Okay. Thank you, Professor Thompson. As you can tell, the results from the MARCH-PFIC Phase III study show convincing promise for LIVMARLI. We plan to begin regulatory submissions early next year to get LIVMARLI to PFIC patients as quickly as possible. It was a great quarter for Mirum and for family suffering with pediatric cholestasis. And with that, we'll open the line for questions for both Professor Thompson and the Mirum team. Operator, please open the line for questions.

[Operator Instructions] Our first question today comes from the line of Jessica Fye with JPMorgan.

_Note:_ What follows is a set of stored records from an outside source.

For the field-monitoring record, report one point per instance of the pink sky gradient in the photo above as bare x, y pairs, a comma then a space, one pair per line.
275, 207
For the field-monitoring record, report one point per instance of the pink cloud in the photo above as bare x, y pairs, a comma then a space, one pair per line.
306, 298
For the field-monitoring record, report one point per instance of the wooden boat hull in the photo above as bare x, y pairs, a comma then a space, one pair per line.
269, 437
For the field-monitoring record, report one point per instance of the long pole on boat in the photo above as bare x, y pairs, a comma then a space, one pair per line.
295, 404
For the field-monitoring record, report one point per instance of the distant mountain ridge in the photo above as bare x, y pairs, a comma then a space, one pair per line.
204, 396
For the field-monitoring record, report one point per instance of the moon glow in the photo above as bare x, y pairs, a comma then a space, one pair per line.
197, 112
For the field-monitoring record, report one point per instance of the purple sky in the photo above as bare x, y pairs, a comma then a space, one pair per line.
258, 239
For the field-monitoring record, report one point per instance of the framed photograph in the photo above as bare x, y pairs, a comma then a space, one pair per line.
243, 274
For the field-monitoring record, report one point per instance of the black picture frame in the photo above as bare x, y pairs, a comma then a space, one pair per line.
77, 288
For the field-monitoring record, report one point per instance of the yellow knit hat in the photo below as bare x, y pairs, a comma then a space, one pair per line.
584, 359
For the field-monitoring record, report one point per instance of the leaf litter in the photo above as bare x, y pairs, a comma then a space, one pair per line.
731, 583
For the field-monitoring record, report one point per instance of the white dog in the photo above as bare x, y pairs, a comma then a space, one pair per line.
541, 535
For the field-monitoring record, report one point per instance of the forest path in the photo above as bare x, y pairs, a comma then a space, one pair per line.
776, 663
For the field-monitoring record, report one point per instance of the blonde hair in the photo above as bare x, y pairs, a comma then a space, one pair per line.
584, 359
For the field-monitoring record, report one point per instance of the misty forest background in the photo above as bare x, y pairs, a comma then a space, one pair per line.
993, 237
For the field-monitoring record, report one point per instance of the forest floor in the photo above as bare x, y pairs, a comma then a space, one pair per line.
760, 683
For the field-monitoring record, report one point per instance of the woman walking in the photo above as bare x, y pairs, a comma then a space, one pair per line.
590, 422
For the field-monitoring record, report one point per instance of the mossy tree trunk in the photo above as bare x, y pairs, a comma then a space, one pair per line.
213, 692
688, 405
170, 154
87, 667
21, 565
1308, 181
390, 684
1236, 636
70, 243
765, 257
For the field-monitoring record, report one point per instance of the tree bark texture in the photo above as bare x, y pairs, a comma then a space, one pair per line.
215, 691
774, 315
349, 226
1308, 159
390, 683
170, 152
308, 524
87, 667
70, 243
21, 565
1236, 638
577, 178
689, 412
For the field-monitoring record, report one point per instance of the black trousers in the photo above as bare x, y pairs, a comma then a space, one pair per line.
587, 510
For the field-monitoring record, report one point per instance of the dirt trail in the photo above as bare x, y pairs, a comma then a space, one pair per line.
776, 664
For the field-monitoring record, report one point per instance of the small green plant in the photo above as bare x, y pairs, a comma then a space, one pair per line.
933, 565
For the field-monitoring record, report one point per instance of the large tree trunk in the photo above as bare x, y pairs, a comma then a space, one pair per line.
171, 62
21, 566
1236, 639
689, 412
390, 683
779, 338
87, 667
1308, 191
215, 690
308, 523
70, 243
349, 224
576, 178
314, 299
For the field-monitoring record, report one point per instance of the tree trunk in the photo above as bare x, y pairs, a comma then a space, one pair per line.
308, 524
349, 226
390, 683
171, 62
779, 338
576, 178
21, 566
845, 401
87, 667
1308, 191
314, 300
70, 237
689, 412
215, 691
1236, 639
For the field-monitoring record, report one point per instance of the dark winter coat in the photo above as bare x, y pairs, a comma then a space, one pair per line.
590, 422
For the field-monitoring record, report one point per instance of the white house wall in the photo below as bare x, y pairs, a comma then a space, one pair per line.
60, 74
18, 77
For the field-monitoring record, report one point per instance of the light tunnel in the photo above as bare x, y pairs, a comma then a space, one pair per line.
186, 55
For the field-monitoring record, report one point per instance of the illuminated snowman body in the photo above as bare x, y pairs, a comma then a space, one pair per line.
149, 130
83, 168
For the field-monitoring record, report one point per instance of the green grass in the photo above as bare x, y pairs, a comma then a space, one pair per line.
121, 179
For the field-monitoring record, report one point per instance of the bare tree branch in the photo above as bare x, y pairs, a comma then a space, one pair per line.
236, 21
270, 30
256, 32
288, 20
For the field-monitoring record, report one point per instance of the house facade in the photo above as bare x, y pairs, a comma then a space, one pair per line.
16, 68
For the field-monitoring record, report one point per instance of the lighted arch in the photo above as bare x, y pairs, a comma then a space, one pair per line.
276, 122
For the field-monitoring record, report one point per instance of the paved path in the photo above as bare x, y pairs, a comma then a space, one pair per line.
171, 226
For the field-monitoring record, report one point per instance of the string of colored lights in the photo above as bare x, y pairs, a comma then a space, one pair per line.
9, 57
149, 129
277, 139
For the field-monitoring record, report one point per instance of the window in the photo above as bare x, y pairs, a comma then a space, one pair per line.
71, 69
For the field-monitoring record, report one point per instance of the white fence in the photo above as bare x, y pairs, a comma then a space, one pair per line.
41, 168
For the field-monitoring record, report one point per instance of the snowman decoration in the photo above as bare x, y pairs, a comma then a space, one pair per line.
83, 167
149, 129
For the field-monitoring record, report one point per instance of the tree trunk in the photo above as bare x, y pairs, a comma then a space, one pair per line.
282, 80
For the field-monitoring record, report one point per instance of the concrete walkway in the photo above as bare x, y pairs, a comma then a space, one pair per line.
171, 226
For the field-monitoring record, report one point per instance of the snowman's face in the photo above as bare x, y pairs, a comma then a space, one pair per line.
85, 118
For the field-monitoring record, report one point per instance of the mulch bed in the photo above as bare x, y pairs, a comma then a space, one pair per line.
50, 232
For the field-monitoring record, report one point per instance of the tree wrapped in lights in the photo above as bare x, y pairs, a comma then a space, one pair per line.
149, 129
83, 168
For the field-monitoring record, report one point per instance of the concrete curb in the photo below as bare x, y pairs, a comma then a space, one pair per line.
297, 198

Two, one for management team and one for the physician investigator. First for management, I think in prepared remarks, I think you mentioned an acceleration of new starts on LIVMARLI. And I may have missed the time frame of when you saw the acceleration, but just wondering how to reconcile that with what looks like a deceleration in revenue growth that was reported? And then for the physician, can you talk about what you see as clear differences between LIVMARLI and Bylvay? And if we fast forward to a time when LIVMARLI is approved for PFIC, how you would select between those 2 agents for a PFIC patients?

Thanks, Jess, for the question. I'll go ahead and hand it straight to Peter to comment on the top line and then to Professor Thompson for your second part.

Yes. Thanks, Jeff. So in terms of the comments, we are seeing an acceleration in the fall, continuing to see that acceleration and new patient starts with LIVMARLI. That's really what gives us confidence in the raising of guidance to $70 million in 20% quarter-over-quarter growth that implies going in from Q3 to Q4. Looking at the full Q3 picture to your question, we did see some softness in the summer, keep in mind in the U.S. that many of these children are seeing once every 6 or even every 12 months. So what kind of the phenomenon we observed as families going on vacation, choose not to do their position appointment where new patient starts typically occur in those summer months. So that's what we serving obviously, the summer months for most of Q3, but the acceleration coming in into the fall and continuing now.

So Jessica, obviously, as you know, there are 2 IBAT inhibitors that have been studied in the groups of conditions. And I'm delighted that we've got a positive response from both drugs and disappointing, of course, neither drug treats effectively all the patients that are being studied. So, yes, is there a distinction between the 2 drugs. I mean the honest truth is that the -- despite the fact that they're similar studies, we haven't done a head-to-head comparison. And I think if you try to do that right at this moment, you would not find this statistically significant difference between the 2 drugs. They do have a significant response rate and 62% is an excellent response rate, 64% for PFIC, an excellent response rates in terms of pruritus. I think the people sitting around the table will tell me that, that is greater than that shown in odevixibat, but I'm not sure that statistically significant. I think from my point of view, on an individual patient basis, we'll have to dig into this picture and see if we can see any differences between the response rates, I believe the major determinants of whether a patient responds or not in these conditions is the amount of residual bile acid transport. So the best way we have of looking at is to kind of look at the individual mutations that these patients carry. And certainly, that's something I want to do is to dig those down into those [Indiscernible] to see if there's any biochemical predictors of response, any genetic predictors of response, and only when we've done that, can we really see whether there really is any clinically meaningful difference between these drugs. Obviously, there's other factors that come into the availability of the drug, the formulation of the drug, and I'm sure in some territories, certainly, the price of the drug will be an important factor, but in deciding which drug is used. So I think there's that we've got to learn, but there's also other factors which are pharmacological and financial which will impact on it but they're outside my limit.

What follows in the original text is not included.